Une java

Ensorcelle modérément 

Resterait-il encore quoi que ce soit de ce film si la grande Fréhel n’y goualait,  avec l’extraordinaire présence qu’on lui connaît, La java bleue de Vincent Scotto ? Fréhel, dont la vie est en soi seule un mélodrame, Fréhel qui fut une ravissante gaupette, qui se noya dans la drogue et l’alcool, rebondit, éblouit ses auditoires mais finit par mourir seule dans un hôtel de passe en 1951. Fréhel qui passait si bien au cinéma, qui marque de sa présence une des plus fortes séquences de Pépé le Moko, lorsque, alourdie, déformée, tragique et profondément émouvante, elle chante Où sont-ils donc ? dans les méandres de la casbah d’Alger… On aurait tort, pourtant, de confiner le film de Claude Orval à cette rengaine inusable, à ce qui est bien davantage une valse qu’une java, au demeurant, mais que tout le monde peut chantonner ; on a raison d’y voir un rôle assez marquant d’Aimos, habituellement confiné aux quasi silhouettes. Là, dans un second rôle assez consistant où il n’interprète pas, pour une fois un bon zigue peu regardant avec la loi mais fondamentalement brave type, mais un salopard sans scrupule, il est assez convaincant. Et – malheureusement pour son image, mais heureusement pour la vérité historique – il rejoint la légende de l’acteur tué sur les barricades, en août 1944, victime d’un règlement de comptes et à qui l’on prêtait de solides intérêts dans nombre de maisons de passe et d’abattage.

Il y a aussi, qui n’est pas négligeable, Berval, si excellent quelques années auparavant dans l’assez surprenant et plutôt remarquable Justin de Marseille de Jacques Tourneur, acteur qui interprète assez bien une denrée devenue rare (et qui peut-être n’a jamais vraiment existé) : le mauvais garçon honnête, le voyou chevaleresque, toujours susceptible d’entamer une rédemption qui ne lui sera d’ailleurs pas refusée. Dans Une java, il est Yann, ainsi injustement condamné pour un meurtre de policier qu’il n’a pas commis, mais que son mauvais casier judiciaire lui a fait retomber sur le dos. D’autant que sa maîtresse, la détestable Gaby (Mila Parély), amoureuse du véritable assassin, Armando (Armand Larcher), l’a chargé au maximum.

Malgré toute la sympathie qu’on peut ressentir pour un bon petit film sans prétention, mais assez rondement mené, il faut tout de même dire que le scénario n’est pas de ceux qui vous entraînent dans les plus grandes hauteurs : le pas si méchant que ça Yann/Berval a la chance d’être le frère chéri d’une très gentille fille, Rose (France Marion), qui est quelque chose comme la secrétaire de Méry Cerval (Mireille Perrey), aussi talentueuse et célèbre que généreuse et ouverte. Car Méry est une grande vedette de variétés, une meneuse de revue de music-hall, ce qui permet de montrer à l’écran quelques tableaux de girls amènes, souriantes, froufroutantes et même un peu déshabillées. Afin d’élargir son répertoire, Méry se rend avec ses assistants dans un bouge, une guinguette (dirigée précisément par Fréhel) pour s’imbiber de l’atmosphère des lieux et danser une java crédible lors de son prochain spectacle. Se trouvent réunis là, comme par hasard, les autres protagonistes. Beau joueur, Yann défend Méry contre les crapoteuses entreprises de Frédo (Aimos) et de son copain le Tordu (Pierre Stephen), au demeurant complices et hommes-liges de l’abominable Armando.

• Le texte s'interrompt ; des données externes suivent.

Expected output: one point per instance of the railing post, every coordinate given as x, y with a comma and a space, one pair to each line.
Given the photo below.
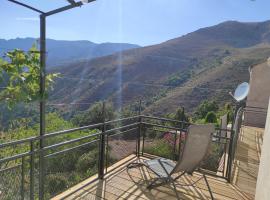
140, 129
102, 145
22, 180
32, 163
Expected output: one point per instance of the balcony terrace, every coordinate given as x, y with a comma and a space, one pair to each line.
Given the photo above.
231, 167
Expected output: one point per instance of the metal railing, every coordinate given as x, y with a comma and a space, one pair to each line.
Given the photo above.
99, 146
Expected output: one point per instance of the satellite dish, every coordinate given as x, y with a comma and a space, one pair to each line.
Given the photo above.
241, 92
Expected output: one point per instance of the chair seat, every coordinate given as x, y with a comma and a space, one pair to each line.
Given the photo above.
161, 166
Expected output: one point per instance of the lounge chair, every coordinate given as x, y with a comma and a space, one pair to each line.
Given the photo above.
195, 149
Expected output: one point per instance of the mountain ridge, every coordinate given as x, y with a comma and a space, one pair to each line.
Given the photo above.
64, 51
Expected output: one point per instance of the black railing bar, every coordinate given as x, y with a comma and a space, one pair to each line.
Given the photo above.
15, 157
123, 132
221, 137
164, 119
223, 129
123, 119
69, 149
262, 108
72, 130
71, 141
160, 130
10, 168
256, 111
17, 142
162, 126
26, 140
122, 127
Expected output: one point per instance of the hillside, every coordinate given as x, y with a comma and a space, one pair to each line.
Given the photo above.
182, 71
60, 51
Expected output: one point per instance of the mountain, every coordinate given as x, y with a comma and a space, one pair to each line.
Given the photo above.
205, 64
60, 51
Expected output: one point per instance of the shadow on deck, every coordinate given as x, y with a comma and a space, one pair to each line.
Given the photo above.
120, 183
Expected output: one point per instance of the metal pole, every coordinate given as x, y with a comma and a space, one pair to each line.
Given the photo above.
140, 129
102, 145
32, 162
42, 102
22, 180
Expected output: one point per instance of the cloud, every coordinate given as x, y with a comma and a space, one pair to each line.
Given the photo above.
27, 19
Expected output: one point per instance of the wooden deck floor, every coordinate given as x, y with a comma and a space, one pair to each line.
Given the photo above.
247, 160
121, 183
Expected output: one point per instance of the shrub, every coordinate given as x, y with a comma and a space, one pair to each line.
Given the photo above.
87, 161
56, 183
211, 118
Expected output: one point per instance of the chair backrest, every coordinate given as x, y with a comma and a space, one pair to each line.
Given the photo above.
223, 126
196, 147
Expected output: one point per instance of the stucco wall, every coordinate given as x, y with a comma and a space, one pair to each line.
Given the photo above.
257, 100
263, 181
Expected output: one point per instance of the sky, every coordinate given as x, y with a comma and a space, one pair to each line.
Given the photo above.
142, 22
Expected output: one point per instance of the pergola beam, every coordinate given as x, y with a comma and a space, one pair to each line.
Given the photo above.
27, 6
71, 1
58, 10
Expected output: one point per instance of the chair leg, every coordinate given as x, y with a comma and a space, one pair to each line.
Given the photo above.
208, 186
152, 184
134, 165
179, 176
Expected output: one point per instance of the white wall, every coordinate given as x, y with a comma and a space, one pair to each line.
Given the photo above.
263, 181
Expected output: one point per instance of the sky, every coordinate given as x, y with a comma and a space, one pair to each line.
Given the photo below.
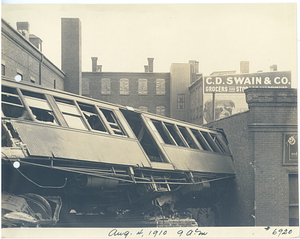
219, 36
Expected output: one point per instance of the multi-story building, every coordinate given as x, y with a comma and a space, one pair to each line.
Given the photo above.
262, 139
22, 56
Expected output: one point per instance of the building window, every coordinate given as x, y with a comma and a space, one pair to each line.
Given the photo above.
85, 86
160, 87
32, 80
143, 108
293, 200
124, 86
161, 110
143, 87
290, 149
2, 69
105, 86
181, 101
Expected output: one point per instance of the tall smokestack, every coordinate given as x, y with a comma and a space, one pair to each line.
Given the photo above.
146, 68
71, 55
244, 66
23, 28
99, 68
94, 64
194, 66
150, 64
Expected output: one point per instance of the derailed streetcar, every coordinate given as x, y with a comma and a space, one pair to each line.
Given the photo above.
65, 153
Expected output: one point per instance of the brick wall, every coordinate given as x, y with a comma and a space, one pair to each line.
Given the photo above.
272, 112
240, 200
260, 194
19, 56
151, 100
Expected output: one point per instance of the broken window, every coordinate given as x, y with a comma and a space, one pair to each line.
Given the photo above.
211, 142
143, 108
112, 121
11, 103
70, 113
221, 145
163, 132
201, 140
145, 138
92, 117
39, 107
175, 134
160, 110
187, 137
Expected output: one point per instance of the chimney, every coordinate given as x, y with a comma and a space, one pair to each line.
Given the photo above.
194, 66
23, 28
99, 68
146, 68
150, 64
71, 54
244, 66
36, 41
273, 68
94, 64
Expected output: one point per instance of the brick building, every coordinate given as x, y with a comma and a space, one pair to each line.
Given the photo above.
147, 91
262, 139
22, 55
263, 142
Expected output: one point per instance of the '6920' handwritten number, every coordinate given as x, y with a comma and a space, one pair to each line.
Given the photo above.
281, 232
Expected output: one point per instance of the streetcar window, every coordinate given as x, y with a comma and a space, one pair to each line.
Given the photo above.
11, 103
39, 106
175, 134
221, 145
91, 115
112, 121
165, 135
210, 141
200, 139
70, 113
187, 137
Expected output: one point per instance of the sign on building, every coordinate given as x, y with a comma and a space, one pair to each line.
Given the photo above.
290, 148
237, 83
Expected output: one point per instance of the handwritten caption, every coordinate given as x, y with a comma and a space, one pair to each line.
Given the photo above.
156, 233
195, 232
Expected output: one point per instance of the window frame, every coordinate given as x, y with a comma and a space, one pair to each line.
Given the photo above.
127, 86
104, 83
160, 86
141, 83
181, 101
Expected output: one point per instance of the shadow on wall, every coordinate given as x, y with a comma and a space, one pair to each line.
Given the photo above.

On n’a pas besoin d’être grand clerc pour deviner la fin et l’hyménée promis au mauvais garçon qui s’achète une conduite et dont la condamnation pour meurtre sera révisée après que le véritable coupable aura été appréhendé. À sa sortie de la prison de la Santé, il sera accueilli par – devinez qui ? – Méry Cerval qui a été sensible à son courage et à son honnêteté. Tout cela est bien sympathique.

Sympathique, mais néanmoins un peu niais et sans grand intérêt autre que de présenter un Montmartre de guincheurs et guincheuses et de mauvais garçons au gosier en forte pente et à la bagarre facile. On ne se cassait pas la nénette, comme on disait alors, pour présenter au brave public un monde qui lui ressemblait bien.